Why this mattered beyond placements
The unexpected benefit was that the signal pipeline became the agency’s sales intelligence tool. Recruiters started consulting the signal data before outbound discussions with hiring managers, which changed the tone of those calls.
Instead of “tell me about your hiring needs,” recruiters could open calls with “I saw you shipped [thing] last quarter, and I suspect you’re about to hit [specific hiring pain].” Hiring managers felt seen. Conversations started on more equal footing.

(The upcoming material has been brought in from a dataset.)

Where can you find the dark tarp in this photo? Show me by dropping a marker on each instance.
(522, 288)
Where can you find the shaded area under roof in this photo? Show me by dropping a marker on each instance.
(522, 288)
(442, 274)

That shift isn’t captured in placement numbers. It showed up in close rates on in-progress searches — the agency’s search-to-placement ratio improved by ~8 percentage points during the engagement, which the founder attributed partly to the informed opening of every hiring manager call.
When this approach fits
Right fit:
- Specialized recruiting (or specialized professional services) with a narrow, verifiable vertical
- Buyer persona that responds to depth and specificity rather than convenience
- Team that can shift senior-practitioner time off prospecting and onto delivery
- Willingness to invest in signal pipeline infrastructure
Wrong fit:
- Generalist recruiting (the signal pipeline has nothing specific to target)
- High-volume, low-fee placements where cost-per-lead has to be pennies
- Teams that can’t or won’t reorganize who does prospecting
For the right kind of specialist recruiting agency, this motion is a 2–3x lift on meeting volume with roughly half the senior-recruiter time invested. For the wrong kind, it’s an expensive project that doesn’t pay back.
The test question: “would our hiring managers recognize a signal-specific cold email as different from every other recruiter’s cold email?” If yes, the motion will work. If no, the agency isn’t specialized enough for it to matter.